When I initially investigated the challenge, this is what I found: Applicants for the challenge were given their own thread on a sub forum specifically for the challenge, which is the only way for an outsider to track an applicant’s progress. The forum appeared to be run by volunteers and it was done very much on the cheap. Much of the information passed through the forum, some of it went through the mail and some of it was emailed. It was clear from reading the forum posts that the challenge process was a disorganized mess. The applicants dealt primarily with the volunteers, except when dealing with the staff, who apparently didn’t always notify the volunteers about what they were doing. (The volunteers sometimes found out what had transpired from the applicants.)

Randi could swoop in at any moment and change whatever he wished without notifying anyone or giving any justification for what he did. The volunteers seemed to be left to fend for themselves and had no authority to move an applicant forward in the process no matter how much work they’d done with that individual.[16] One of the signs this was badly run was that very few applicants ever got to the testing stage.
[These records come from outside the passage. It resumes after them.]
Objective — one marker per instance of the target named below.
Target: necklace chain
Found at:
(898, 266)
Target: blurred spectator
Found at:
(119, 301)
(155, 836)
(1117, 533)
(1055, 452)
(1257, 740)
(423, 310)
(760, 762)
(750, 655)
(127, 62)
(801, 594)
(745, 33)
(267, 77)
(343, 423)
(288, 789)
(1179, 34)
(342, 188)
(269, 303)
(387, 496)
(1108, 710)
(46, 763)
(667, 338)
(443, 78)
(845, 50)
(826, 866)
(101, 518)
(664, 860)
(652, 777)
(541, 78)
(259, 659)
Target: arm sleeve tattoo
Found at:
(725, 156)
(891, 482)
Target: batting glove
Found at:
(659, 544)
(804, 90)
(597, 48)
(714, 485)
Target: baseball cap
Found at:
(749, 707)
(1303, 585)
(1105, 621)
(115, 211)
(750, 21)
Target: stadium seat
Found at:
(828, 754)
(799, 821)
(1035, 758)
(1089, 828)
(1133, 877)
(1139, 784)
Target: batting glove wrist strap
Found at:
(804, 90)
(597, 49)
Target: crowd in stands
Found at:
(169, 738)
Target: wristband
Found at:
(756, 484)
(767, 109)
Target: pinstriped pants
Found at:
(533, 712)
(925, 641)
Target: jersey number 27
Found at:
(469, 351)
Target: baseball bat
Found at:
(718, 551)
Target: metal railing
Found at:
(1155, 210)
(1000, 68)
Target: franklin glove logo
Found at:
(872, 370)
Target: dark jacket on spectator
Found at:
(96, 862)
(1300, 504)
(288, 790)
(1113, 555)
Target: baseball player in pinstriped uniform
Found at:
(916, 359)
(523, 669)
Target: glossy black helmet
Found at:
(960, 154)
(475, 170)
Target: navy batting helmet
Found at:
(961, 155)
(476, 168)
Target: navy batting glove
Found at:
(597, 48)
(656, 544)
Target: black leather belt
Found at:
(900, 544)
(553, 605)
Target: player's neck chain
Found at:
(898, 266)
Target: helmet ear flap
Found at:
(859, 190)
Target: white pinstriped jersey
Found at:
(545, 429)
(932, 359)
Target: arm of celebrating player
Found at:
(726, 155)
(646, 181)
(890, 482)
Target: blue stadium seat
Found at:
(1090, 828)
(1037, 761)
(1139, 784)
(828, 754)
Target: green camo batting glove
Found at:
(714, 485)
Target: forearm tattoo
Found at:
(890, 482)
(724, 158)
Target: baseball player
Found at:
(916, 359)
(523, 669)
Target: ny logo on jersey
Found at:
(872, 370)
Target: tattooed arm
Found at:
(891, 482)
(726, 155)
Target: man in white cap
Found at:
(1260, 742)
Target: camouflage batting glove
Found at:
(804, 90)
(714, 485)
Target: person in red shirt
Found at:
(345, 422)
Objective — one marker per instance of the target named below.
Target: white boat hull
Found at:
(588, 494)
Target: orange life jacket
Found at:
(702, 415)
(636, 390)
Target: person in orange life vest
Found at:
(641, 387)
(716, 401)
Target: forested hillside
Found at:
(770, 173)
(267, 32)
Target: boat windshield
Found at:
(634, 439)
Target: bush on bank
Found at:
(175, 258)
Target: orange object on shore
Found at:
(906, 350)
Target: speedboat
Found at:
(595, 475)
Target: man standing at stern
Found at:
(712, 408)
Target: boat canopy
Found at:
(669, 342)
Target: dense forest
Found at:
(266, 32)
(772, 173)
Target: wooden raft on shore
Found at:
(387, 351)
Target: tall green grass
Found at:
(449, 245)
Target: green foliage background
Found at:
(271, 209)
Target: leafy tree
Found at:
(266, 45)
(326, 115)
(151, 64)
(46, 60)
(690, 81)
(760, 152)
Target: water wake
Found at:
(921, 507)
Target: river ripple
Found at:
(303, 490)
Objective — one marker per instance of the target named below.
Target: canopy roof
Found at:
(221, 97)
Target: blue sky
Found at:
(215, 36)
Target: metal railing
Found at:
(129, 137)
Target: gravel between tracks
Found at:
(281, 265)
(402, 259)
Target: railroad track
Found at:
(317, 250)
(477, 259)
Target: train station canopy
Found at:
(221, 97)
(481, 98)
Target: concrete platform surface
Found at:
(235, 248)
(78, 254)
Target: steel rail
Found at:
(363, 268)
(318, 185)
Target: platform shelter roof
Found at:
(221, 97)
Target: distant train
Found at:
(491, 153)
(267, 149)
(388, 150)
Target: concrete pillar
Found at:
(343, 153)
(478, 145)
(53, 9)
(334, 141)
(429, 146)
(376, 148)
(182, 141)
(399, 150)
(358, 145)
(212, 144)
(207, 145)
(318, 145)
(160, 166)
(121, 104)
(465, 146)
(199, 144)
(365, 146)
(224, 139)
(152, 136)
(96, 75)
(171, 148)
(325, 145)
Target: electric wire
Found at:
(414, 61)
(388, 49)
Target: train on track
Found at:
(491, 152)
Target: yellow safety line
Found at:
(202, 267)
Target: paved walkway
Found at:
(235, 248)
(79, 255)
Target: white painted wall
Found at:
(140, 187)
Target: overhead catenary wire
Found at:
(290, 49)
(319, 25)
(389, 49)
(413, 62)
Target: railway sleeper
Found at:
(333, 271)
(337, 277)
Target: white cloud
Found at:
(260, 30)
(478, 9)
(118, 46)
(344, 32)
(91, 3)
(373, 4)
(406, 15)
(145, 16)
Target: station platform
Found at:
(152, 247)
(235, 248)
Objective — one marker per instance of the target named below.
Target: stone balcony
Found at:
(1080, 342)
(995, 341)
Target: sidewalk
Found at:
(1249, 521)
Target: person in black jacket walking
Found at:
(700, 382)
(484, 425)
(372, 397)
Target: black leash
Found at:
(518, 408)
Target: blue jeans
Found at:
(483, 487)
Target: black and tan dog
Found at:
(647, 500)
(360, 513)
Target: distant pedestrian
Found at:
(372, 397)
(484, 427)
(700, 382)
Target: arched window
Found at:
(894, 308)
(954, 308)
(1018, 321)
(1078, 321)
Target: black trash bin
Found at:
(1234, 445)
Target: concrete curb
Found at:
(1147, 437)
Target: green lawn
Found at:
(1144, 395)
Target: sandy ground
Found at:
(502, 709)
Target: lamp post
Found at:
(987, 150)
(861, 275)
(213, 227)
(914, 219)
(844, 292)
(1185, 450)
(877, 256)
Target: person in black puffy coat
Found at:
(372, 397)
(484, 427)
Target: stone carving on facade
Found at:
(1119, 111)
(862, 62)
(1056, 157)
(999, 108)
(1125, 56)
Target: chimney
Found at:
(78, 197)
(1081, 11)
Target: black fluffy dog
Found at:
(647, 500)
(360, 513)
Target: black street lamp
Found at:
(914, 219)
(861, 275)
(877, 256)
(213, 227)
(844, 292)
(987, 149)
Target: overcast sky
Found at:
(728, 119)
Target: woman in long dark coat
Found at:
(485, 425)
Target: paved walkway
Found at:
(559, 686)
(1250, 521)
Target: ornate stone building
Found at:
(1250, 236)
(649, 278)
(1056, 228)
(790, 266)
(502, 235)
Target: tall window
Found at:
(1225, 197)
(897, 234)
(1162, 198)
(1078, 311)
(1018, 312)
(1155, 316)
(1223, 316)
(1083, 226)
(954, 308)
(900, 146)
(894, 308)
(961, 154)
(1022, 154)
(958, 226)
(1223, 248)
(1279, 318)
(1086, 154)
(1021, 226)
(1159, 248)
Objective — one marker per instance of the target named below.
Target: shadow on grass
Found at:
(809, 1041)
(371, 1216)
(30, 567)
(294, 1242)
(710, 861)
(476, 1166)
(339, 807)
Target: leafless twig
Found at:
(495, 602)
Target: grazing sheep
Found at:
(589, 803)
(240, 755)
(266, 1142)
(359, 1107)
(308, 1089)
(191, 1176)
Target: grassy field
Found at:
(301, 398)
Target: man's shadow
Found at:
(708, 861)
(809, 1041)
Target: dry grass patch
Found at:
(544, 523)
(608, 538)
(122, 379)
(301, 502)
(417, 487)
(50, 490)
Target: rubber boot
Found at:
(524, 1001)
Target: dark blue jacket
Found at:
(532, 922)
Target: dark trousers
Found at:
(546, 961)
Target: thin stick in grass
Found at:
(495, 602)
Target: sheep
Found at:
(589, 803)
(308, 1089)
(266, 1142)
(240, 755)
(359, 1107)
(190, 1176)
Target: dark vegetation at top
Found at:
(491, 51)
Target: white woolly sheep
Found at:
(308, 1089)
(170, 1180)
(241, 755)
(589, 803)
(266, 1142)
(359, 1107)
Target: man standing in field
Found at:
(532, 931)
And the application process is dreadfully slow. A process that takes a year to two years is not unheard of. In the course of the Ziborov attempt, Startz (a forum name for a JREF MDC volunteer) made this comment:

“In fairness to Pavel, he has presented statistically sound protocols. JREF has been rather unresponsive as to what objections they have so that Pavel can revise them in accord with JREF’s wishes.”

Let me be more pointed than, as a fan of JREF, I wish were necessary. JREF has asked for communications to be done by email. When I have done as JREF has asked, JREF has not had the courtesy to return emails. If JREF were one of my PhD students, rather than an organization with a long, successful track record, I would say this in a less pleasant way.

Remie has sensibly pointed out that negotiations are better done by email than through this public forum. Following this wise advice, I have (on Pavel’s behalf) sent in protocols by email (while posting informational copies to the forum). JREF’s responses have been through the forum. There is no reason this could not have been settled in a week of back-and-forth email messages. Nearly all the delay time has been on JREF’s end, not Pavel’s. [17]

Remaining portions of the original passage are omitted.